Birmingham researchers have created a potentially life-saving new test that will allow clinicians to predict which burn victims will develop sepsis during their treatment.
Their findings, published in Annals of Surgery, show that using just three biomarkers of neutrophil function on the day of injury can determine which patients with major burn injuries are likely to become septic.
In addition to its potential as a diagnostic marker for sepsis, the data highlights burn-induced neutrophil dysfunction as a potential therapeutic target to reduce susceptibility to bacterial infections and sepsis.
The ground-breaking research was funded by the Healing Foundation Birmingham Centre for Burns Research, a partnership including University of Birmingham and University Hospitals Birmingham NHS Foundation Trust (UHBFT).
Centre Director, Mr Naiem Moiemen, a consultant in burns and plastics at Queen Elizabeth Hospital Birmingham (QEHB) and Birmingham Children's Hospital, said, "The researchers have shown that burn patients who may suffer life threatening systemic infections, which occur in 30 percent of major burns at around day six following their injury, could be identified with a 98.6 percent certainty.

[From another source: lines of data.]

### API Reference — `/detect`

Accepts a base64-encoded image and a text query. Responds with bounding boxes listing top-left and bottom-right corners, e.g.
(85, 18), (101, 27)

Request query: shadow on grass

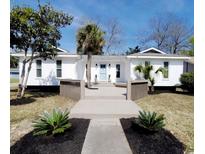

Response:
(120, 118), (185, 154)
(149, 90), (194, 96)
(174, 91), (194, 96)
(10, 97), (36, 106)
(10, 90), (59, 106)
(10, 118), (90, 154)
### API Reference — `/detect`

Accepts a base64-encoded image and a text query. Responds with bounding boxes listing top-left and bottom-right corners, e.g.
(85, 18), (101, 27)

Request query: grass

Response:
(10, 78), (19, 83)
(10, 90), (76, 145)
(136, 92), (194, 152)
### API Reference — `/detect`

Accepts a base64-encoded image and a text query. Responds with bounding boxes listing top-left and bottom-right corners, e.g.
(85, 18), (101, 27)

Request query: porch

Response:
(90, 55), (129, 83)
(85, 83), (127, 100)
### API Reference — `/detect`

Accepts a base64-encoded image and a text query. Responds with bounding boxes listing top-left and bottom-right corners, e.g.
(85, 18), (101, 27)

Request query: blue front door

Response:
(100, 64), (107, 81)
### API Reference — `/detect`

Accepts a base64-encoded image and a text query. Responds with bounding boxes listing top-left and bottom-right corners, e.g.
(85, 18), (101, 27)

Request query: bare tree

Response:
(140, 13), (193, 54)
(164, 16), (193, 54)
(149, 16), (169, 50)
(104, 19), (122, 55)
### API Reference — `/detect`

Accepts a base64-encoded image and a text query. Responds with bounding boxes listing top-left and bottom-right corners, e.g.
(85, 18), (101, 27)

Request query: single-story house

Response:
(12, 47), (191, 88)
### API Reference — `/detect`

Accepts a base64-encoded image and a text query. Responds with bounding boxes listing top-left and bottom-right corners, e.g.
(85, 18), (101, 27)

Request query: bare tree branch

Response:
(104, 18), (122, 55)
(139, 13), (193, 54)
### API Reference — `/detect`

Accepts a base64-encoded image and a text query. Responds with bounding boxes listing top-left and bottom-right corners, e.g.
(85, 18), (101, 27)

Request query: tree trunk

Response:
(150, 85), (155, 93)
(87, 52), (92, 88)
(20, 59), (33, 97)
(17, 59), (26, 97)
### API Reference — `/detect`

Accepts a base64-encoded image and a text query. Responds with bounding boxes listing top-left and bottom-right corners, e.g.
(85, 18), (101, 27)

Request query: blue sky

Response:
(11, 0), (194, 54)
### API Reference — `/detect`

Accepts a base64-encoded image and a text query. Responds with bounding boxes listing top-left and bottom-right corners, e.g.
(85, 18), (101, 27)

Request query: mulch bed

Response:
(120, 118), (185, 154)
(11, 118), (90, 154)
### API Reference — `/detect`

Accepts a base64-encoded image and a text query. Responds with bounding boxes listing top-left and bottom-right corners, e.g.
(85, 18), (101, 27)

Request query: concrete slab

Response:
(70, 99), (141, 119)
(81, 118), (132, 154)
(85, 86), (127, 100)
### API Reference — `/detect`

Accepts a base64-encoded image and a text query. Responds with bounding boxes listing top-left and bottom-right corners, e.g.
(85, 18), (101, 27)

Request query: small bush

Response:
(132, 110), (165, 132)
(180, 72), (194, 92)
(32, 108), (71, 136)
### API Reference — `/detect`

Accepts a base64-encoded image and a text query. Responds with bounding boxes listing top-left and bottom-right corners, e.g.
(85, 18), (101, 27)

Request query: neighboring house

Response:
(183, 57), (194, 73)
(10, 68), (19, 79)
(12, 47), (191, 87)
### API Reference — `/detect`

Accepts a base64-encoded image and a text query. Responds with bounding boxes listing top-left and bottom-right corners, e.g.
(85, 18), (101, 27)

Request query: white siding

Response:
(18, 55), (185, 87)
(130, 58), (184, 86)
(19, 57), (78, 86)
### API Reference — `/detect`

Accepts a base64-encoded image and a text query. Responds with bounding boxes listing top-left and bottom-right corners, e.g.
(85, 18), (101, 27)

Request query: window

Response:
(145, 61), (150, 66)
(36, 60), (42, 77)
(163, 62), (169, 78)
(56, 60), (62, 77)
(116, 64), (120, 78)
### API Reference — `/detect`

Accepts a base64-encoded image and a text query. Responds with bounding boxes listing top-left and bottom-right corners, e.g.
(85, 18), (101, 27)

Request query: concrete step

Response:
(70, 99), (141, 119)
(85, 96), (126, 100)
(91, 82), (115, 87)
(81, 118), (132, 154)
(70, 113), (139, 119)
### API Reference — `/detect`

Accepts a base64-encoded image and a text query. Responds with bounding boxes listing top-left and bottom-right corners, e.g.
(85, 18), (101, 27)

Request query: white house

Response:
(13, 47), (190, 87)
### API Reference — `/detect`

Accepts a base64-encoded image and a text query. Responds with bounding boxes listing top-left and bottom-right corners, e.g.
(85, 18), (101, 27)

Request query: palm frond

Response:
(134, 65), (143, 73)
(76, 23), (105, 55)
(155, 67), (166, 74)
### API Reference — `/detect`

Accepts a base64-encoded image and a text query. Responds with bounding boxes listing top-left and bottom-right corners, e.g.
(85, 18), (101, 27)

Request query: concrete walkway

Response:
(85, 85), (127, 100)
(70, 99), (141, 119)
(70, 99), (141, 154)
(81, 118), (132, 154)
(69, 84), (141, 154)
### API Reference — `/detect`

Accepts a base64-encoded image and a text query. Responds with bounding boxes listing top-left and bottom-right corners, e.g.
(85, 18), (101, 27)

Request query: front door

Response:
(99, 64), (107, 81)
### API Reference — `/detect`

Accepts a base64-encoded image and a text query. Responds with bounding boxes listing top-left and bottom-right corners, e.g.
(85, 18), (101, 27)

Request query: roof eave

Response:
(139, 47), (167, 54)
(127, 55), (191, 60)
(11, 53), (79, 58)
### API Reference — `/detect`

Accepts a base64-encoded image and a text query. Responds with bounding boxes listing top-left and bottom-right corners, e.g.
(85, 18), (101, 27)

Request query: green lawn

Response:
(10, 90), (76, 145)
(10, 78), (19, 83)
(136, 92), (194, 152)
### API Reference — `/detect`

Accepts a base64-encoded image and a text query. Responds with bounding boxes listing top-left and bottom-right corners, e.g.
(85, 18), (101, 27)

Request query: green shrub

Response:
(180, 72), (194, 92)
(132, 110), (166, 132)
(32, 108), (71, 136)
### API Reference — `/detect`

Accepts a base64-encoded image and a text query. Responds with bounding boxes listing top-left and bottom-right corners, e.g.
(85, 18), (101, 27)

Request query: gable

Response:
(140, 47), (166, 54)
(143, 49), (162, 54)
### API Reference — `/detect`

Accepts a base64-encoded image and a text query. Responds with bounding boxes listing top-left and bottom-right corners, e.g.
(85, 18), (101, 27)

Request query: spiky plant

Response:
(32, 108), (71, 136)
(134, 64), (166, 92)
(133, 110), (166, 132)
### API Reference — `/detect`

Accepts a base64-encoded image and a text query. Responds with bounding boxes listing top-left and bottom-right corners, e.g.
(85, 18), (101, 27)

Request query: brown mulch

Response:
(11, 118), (90, 154)
(120, 118), (185, 154)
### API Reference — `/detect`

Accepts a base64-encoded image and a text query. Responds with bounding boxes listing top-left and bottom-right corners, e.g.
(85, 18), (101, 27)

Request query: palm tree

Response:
(125, 46), (141, 55)
(134, 64), (166, 93)
(76, 23), (105, 88)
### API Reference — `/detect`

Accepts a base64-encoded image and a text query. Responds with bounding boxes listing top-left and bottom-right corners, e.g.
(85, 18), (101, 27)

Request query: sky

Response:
(11, 0), (194, 54)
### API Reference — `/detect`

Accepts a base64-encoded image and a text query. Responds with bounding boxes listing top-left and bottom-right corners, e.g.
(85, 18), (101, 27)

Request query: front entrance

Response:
(99, 64), (107, 81)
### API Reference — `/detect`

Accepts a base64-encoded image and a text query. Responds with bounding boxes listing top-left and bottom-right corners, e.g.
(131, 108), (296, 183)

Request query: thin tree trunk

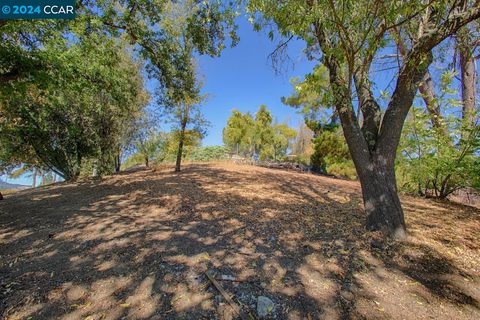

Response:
(32, 168), (38, 188)
(115, 149), (121, 172)
(175, 115), (188, 172)
(0, 191), (3, 200)
(145, 156), (149, 168)
(459, 35), (476, 128)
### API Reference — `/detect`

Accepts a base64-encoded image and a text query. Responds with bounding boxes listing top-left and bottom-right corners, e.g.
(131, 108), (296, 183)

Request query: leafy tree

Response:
(271, 122), (297, 160)
(123, 130), (168, 169)
(223, 106), (297, 160)
(254, 105), (274, 158)
(149, 0), (213, 172)
(223, 110), (253, 155)
(0, 33), (147, 180)
(283, 64), (351, 173)
(249, 0), (480, 238)
(281, 64), (333, 129)
(241, 113), (257, 156)
(164, 129), (203, 162)
(161, 88), (209, 171)
(135, 131), (168, 168)
(392, 22), (479, 198)
(311, 128), (356, 179)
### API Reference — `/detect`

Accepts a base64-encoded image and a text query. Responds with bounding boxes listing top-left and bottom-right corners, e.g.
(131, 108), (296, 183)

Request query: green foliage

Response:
(310, 128), (355, 179)
(123, 129), (203, 167)
(397, 105), (479, 198)
(223, 110), (256, 155)
(188, 146), (228, 161)
(271, 122), (297, 160)
(223, 106), (297, 160)
(254, 105), (275, 157)
(397, 70), (480, 197)
(282, 64), (333, 132)
(134, 130), (168, 167)
(1, 0), (237, 178)
(164, 130), (203, 161)
(0, 32), (147, 180)
(282, 63), (352, 176)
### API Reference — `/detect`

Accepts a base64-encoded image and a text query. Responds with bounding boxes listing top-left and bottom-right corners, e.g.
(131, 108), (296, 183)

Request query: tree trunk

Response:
(32, 168), (38, 188)
(0, 191), (3, 200)
(321, 43), (410, 239)
(115, 150), (121, 172)
(175, 116), (188, 172)
(357, 156), (406, 239)
(459, 35), (476, 128)
(145, 156), (149, 168)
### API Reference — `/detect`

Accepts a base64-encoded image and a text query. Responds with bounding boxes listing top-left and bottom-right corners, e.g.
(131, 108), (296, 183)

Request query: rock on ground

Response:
(257, 296), (275, 318)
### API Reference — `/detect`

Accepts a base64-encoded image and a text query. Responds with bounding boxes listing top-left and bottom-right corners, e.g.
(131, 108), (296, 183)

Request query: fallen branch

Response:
(214, 276), (258, 284)
(205, 270), (249, 320)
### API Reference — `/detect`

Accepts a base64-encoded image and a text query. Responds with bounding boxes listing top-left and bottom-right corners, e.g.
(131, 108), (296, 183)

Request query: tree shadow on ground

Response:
(0, 163), (479, 319)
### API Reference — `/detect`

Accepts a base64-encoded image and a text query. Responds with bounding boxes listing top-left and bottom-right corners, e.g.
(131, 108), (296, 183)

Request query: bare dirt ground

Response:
(0, 162), (479, 320)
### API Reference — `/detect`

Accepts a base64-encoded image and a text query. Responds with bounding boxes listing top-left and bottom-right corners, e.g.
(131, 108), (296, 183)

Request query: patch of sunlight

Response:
(297, 254), (341, 319)
(169, 283), (213, 313)
(31, 193), (61, 201)
(96, 259), (117, 272)
(326, 192), (351, 204)
(125, 276), (161, 319)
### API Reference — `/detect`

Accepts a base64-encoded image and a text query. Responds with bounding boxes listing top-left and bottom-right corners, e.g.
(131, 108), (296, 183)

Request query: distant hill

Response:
(0, 180), (30, 190)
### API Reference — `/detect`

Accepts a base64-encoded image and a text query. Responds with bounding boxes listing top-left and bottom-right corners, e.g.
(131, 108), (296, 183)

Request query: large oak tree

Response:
(248, 0), (480, 238)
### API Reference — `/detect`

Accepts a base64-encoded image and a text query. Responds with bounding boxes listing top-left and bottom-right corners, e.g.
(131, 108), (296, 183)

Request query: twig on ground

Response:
(205, 270), (249, 320)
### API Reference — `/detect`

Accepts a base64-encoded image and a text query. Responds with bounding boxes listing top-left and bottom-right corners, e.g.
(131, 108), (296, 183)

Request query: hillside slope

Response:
(0, 163), (479, 319)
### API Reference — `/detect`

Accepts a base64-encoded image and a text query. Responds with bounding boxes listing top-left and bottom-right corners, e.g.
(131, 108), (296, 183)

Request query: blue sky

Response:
(195, 17), (316, 146)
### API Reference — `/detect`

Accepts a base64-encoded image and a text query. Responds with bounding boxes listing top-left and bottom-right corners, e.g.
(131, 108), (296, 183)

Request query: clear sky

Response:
(196, 17), (316, 146)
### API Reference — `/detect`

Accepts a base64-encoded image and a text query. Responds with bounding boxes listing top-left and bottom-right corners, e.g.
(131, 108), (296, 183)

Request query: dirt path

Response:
(1, 163), (479, 319)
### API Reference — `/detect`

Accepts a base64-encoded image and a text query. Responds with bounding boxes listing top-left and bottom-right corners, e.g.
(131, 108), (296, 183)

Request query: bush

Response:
(310, 127), (356, 179)
(188, 146), (228, 162)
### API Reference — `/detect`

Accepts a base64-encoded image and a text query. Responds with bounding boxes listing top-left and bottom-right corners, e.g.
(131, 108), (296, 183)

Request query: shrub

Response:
(188, 146), (228, 161)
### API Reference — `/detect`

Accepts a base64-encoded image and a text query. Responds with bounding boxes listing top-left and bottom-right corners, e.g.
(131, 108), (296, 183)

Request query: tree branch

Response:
(377, 3), (480, 162)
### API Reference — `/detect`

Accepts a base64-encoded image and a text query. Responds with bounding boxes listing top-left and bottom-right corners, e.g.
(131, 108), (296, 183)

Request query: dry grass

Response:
(0, 162), (479, 319)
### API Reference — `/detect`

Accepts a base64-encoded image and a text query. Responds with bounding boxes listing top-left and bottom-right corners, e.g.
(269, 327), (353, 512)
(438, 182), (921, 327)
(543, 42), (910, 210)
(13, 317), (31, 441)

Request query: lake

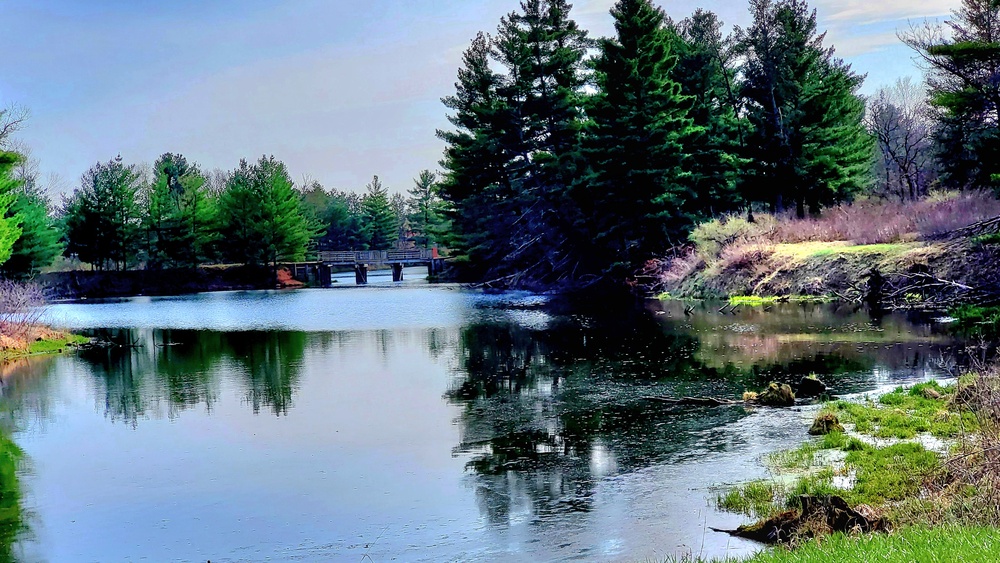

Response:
(0, 270), (961, 561)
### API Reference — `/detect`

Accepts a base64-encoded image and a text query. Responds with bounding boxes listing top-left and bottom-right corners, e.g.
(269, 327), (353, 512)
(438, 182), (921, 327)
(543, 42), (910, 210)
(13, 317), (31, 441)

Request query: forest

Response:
(0, 0), (997, 291)
(435, 0), (1000, 288)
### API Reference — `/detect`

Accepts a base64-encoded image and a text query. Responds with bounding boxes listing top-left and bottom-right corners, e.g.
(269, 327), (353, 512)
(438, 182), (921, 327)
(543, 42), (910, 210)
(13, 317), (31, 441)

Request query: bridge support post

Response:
(355, 264), (368, 285)
(427, 258), (444, 278)
(319, 264), (332, 287)
(392, 263), (404, 282)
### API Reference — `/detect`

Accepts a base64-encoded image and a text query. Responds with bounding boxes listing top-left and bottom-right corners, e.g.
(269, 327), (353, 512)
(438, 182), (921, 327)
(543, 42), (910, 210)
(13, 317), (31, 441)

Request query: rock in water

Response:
(797, 375), (827, 397)
(757, 382), (795, 406)
(809, 412), (844, 435)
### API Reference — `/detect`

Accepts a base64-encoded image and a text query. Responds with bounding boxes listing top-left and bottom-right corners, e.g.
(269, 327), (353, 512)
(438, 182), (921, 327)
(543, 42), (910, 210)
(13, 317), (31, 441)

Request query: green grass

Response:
(27, 333), (89, 355)
(843, 442), (939, 504)
(972, 232), (1000, 246)
(716, 480), (783, 519)
(744, 526), (1000, 562)
(832, 382), (977, 439)
(662, 526), (1000, 562)
(772, 241), (916, 260)
(726, 295), (833, 307)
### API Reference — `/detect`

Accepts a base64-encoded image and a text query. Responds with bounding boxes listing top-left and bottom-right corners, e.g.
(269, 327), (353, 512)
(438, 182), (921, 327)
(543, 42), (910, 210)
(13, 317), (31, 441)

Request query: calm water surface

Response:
(0, 271), (961, 562)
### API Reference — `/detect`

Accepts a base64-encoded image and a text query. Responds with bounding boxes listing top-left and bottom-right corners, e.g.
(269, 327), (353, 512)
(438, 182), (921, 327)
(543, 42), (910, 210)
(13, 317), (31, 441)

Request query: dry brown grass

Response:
(0, 281), (45, 352)
(656, 191), (1000, 298)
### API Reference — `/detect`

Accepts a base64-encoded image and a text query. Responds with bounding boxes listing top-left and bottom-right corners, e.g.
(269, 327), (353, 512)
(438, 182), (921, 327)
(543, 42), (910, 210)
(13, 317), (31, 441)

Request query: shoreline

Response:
(703, 364), (1000, 562)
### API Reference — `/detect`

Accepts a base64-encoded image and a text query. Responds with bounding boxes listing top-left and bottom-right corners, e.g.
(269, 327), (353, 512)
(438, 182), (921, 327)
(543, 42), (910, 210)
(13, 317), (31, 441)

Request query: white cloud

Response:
(813, 0), (954, 25)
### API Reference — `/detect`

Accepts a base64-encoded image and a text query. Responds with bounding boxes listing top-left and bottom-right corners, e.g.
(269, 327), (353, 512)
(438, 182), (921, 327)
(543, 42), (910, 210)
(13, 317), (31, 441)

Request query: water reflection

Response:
(448, 299), (962, 535)
(0, 291), (971, 561)
(72, 329), (308, 422)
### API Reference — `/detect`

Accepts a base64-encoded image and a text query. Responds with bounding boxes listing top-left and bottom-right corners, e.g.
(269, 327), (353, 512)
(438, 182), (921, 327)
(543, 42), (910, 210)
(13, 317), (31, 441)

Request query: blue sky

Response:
(0, 0), (957, 197)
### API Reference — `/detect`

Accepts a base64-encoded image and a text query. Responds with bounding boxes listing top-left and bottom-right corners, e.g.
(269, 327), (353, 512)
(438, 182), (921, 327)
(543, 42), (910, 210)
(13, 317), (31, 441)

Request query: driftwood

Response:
(712, 495), (889, 544)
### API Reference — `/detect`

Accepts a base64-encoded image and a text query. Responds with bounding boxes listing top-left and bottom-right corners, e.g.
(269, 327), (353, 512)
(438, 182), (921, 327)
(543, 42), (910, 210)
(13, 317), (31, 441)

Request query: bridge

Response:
(286, 249), (445, 285)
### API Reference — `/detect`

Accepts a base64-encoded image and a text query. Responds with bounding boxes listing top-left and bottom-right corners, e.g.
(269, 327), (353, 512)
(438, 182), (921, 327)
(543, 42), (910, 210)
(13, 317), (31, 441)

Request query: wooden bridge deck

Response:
(287, 249), (444, 285)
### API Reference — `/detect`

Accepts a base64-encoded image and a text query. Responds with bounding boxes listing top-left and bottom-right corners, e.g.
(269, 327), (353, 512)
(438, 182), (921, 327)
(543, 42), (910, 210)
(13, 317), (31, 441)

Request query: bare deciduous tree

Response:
(865, 78), (938, 201)
(0, 104), (29, 149)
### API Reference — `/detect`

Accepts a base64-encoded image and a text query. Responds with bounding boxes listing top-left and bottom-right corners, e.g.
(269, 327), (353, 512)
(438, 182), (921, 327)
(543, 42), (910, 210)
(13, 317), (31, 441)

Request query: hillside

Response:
(654, 192), (1000, 309)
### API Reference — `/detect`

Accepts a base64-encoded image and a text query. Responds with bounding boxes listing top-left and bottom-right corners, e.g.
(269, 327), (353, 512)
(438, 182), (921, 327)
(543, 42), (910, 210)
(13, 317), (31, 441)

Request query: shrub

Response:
(0, 281), (45, 348)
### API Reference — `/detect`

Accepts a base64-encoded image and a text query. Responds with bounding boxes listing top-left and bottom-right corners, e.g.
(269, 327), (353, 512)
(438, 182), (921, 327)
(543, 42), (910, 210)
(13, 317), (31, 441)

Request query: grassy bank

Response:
(669, 526), (1000, 562)
(0, 331), (89, 363)
(701, 367), (1000, 561)
(655, 192), (1000, 305)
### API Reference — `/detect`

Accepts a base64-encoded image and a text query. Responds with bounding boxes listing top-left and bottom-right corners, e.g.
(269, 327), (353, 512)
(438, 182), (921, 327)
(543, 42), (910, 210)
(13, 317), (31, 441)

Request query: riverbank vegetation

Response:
(705, 357), (1000, 561)
(656, 191), (1000, 304)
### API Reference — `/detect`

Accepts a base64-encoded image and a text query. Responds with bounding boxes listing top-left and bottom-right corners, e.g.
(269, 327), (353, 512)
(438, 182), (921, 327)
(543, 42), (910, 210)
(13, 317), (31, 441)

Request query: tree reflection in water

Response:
(76, 328), (309, 422)
(447, 299), (960, 528)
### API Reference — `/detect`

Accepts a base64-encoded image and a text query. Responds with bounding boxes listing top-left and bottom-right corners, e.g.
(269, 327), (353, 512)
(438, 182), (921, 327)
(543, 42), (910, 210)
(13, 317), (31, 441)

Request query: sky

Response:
(0, 0), (958, 197)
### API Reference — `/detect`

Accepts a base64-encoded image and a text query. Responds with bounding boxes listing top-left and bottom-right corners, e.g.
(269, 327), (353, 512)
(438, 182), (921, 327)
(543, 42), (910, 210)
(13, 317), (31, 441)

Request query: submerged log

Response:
(643, 396), (741, 406)
(643, 382), (798, 408)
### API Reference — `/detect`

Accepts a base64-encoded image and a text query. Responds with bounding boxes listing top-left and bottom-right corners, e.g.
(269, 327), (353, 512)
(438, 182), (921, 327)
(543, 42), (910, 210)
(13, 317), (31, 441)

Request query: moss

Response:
(772, 241), (917, 260)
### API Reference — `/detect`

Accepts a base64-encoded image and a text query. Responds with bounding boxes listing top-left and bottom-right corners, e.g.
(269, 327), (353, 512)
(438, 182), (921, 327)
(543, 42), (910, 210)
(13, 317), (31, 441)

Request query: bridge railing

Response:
(386, 249), (432, 261)
(318, 251), (359, 263)
(317, 249), (435, 264)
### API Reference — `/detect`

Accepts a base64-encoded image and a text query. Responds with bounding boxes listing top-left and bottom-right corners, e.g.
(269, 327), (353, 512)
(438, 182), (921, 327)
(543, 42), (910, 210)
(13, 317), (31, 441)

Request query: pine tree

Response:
(217, 156), (310, 266)
(904, 0), (1000, 191)
(437, 32), (508, 278)
(407, 170), (445, 250)
(0, 152), (23, 267)
(63, 156), (141, 270)
(579, 0), (696, 276)
(143, 153), (216, 268)
(674, 10), (746, 217)
(0, 150), (60, 278)
(3, 188), (61, 279)
(737, 0), (870, 217)
(438, 1), (589, 284)
(359, 175), (398, 250)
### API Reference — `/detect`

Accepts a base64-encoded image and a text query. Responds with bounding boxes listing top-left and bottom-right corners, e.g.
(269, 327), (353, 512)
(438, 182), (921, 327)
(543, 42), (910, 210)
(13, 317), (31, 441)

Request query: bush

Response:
(0, 281), (44, 348)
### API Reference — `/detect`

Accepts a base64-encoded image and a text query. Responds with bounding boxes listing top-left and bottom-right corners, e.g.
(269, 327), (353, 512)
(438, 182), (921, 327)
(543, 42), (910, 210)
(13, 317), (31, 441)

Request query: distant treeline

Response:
(435, 0), (1000, 287)
(1, 0), (997, 287)
(0, 146), (448, 275)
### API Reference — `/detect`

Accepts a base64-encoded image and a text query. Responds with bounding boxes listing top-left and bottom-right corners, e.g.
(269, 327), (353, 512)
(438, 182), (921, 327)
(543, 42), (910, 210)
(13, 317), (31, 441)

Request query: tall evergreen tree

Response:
(439, 1), (589, 284)
(3, 187), (61, 279)
(359, 175), (398, 250)
(63, 156), (142, 271)
(736, 0), (870, 217)
(674, 10), (746, 216)
(143, 153), (216, 268)
(217, 156), (310, 266)
(437, 32), (508, 278)
(904, 0), (1000, 191)
(0, 149), (60, 278)
(0, 152), (23, 267)
(407, 170), (446, 250)
(578, 0), (697, 276)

"Burn patients who suffer systemic infection have a high probability of non-surviving their injury. This discovery will enable the clinicians to stratify the care of these patients and improve their outcomes."
Professor Janet Lord, Director of the University of Birmingham's Institute of Inflammation and Ageing, who jointly led the research, added, "Major burn injuries result in a systemic inflammatory response syndrome (SIRS) and reduced immune function, which increases the risk of patients developing sepsis or infections in hospitals."
"A delay in diagnosis of sepsis of only a few hours leads to a rapid increase in risk of death. The administration of antibiotics within three hours after sepsis recognition is recommended, but only when positive blood cultures are present."
"However, the majority of clinical studies report negative cultures in as many as 40% of severe sepsis patients -- so many cases will be missed. As such, the identification of novel, accurate biomarkers is crucial."
The diagnosis of sepsis represents a major clinical challenge as many classical diagnostic biomarkers are masked by the ongoing systemic inflammatory response syndrome following major burn injury.
The Birmingham team identified neutrophil function and the production of neutrophil extracellular traps (NETs) as potential biomarkers of sepsis.
Neutrophils provide frontline protection against rapidly dividing bacterial and fungal infections, common in burn-injured patients. Their antimicrobial functions include phagocytosis, the generation of toxic intracellular intermediates, and the ability to produce NETs.
Sixty-three patients admitted to the QEHB Burns Centre with 39 percent burns on average were recruited into the study within 24 hours of their injury.
Peripheral blood neutrophil function and biomarkers of NET production were measured and the patients monitored for the development of sepsis in the weeks following.
Three potentially novel biomarkers of sepsis in burn injury were tracked -- immature granulocyte (IG) count, neutrophil phagocytosis and plasma cell free DNA -- with the combination of measurements displaying good discriminatory power to predict later development of sepsis, especially at one day after injury.
Professor Lord added, "Our data showed that IG count could accurately discriminate between septic and non-septic patients, even with the complications that systemic inflammatory response syndrome has caused for other potential biomarkers. In addition to this, when we used a combination of two or more of our biomarkers, the discriminatory power was further enhanced."
The team will now look to carry out a trial in patients to see if the use of this new test will help to reduce the incidence of sepsis by allowing doctors to give antibiotics to patients promptly.